Depuis plus de 40 ans, Yolande Cohen s’intéresse au rôle des femmes dans l’histoire. Après avoir publié de nombreux ouvrages sur le sujet, la professeure du Département d’histoire, spécialiste de l’histoire sociale et des mouvements sociaux contemporains, a décidé de se pencher sur les femmes actives dans les associations caritatives au Québec. Son dernier livre, Femmes philanthropes. Catholiques, protestantes et juives dans les organisations caritatives au Québec, vient de paraître.
Cet ouvrage est le fruit de 10 ans de recherche dans les archives québécoises. Lors de ce travail, Yolande Cohen a constaté l’importance des associations volontaires et bénévoles dans l’histoire des femmes, un aspect méconnu. «Les questions sociales ont souvent été abordées à travers l’histoire des syndicats et de l’État, mais rarement du point de vue des femmes, explique-t-elle. J’ai voulu leur redonner la parole. Je l’ai fait dans un but purement historique, mais aussi pour comprendre l’influence que ces femmes exerçaient sur le monde politique grâce à la philanthropie.»
Importance politique
Yolande Cohen s’est intéressée principalement à trois associations : la Fédération nationale Saint-Jean-Baptiste, la Young Women’s Christian Association (YWCA) et le National Council of Jewish Women. «Ces associations ont toujours été considérées comme dépendantes des religions et sans importance politique, alors que c’est tout le contraire, affirme l’historienne. Elles ont joué un rôle majeur dans l’acquisition des droits civiques des femmes et dans l’élaboration de politiques publiques qui annoncent l’État Providence.»
La chercheuse précise s’être centrée sur les associations qui étaient les plus à même d’avoir une influence sur la réforme de l’État. Dans son livre, elle montre d’ailleurs comment ces associations se sont distancées de l’Église et comment, malgré leurs confessions différentes, elles se rejoignent dans leurs actions.
Les associations caritatives ont vu le jour au Canada entre 1870 et 1914, époque où les femmes n’avaient pas le droit de suffrage. En menant des activités philanthropiques associées à leur rôle féminin et maternel, comme le secours aux pauvres, l’accueil des immigrants et des réfugiés et l’aide aux mères et aux enfants, ces femmes ont pu agir dans la sphère publique, espace qu’elles vont contribuer à développer.
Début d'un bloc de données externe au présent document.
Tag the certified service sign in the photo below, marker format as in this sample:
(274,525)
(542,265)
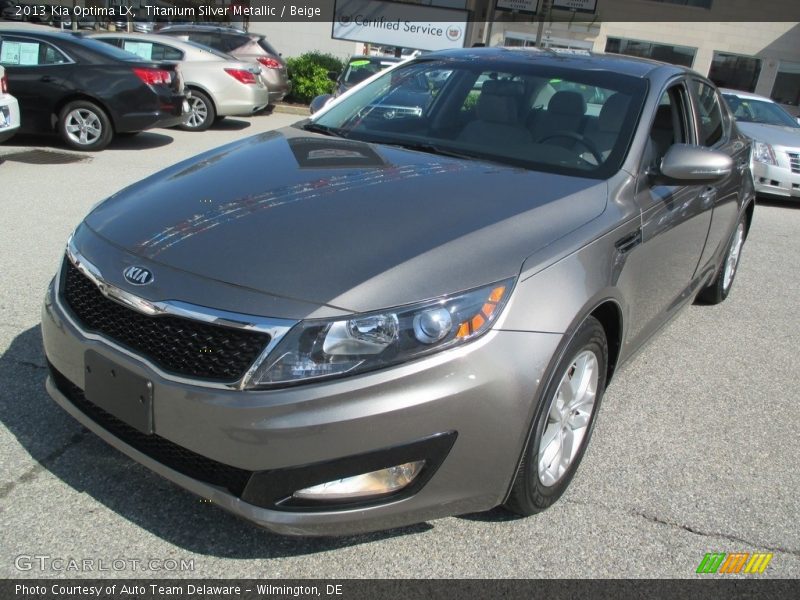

D’après la chercheuse, c’est avec l’appui des hommes que ce mouvement de femmes a pu être entendu et déboucher sur des politiques publiques.
Un discours maternaliste
Véhiculant un discours maternaliste qui prônait la reconnaissance sociale des mères, les leaders de ces associations ont été critiquées par les féministes d’aujourd’hui. Pourtant, ces philanthropes étaient aussi des féministes et elles ont largement pris part à l’évolution de la place des femmes dans la société de l’époque, assure Yolande Cohen. «C’étaient des réformatrices, qui ont contribué à la sécularisation de l’État en interpellant les autorités sur des questions sociales.»
Les membres des associations caritatives ont été initiatrices de grandes réformes. «Les associations philanthropiques ont élaboré des politiques hygiénistes et ont encouragé la professionnalisation des compétences féminines, ouvrant ainsi l’accès au marché du travail pour les femmes», précise l’historienne.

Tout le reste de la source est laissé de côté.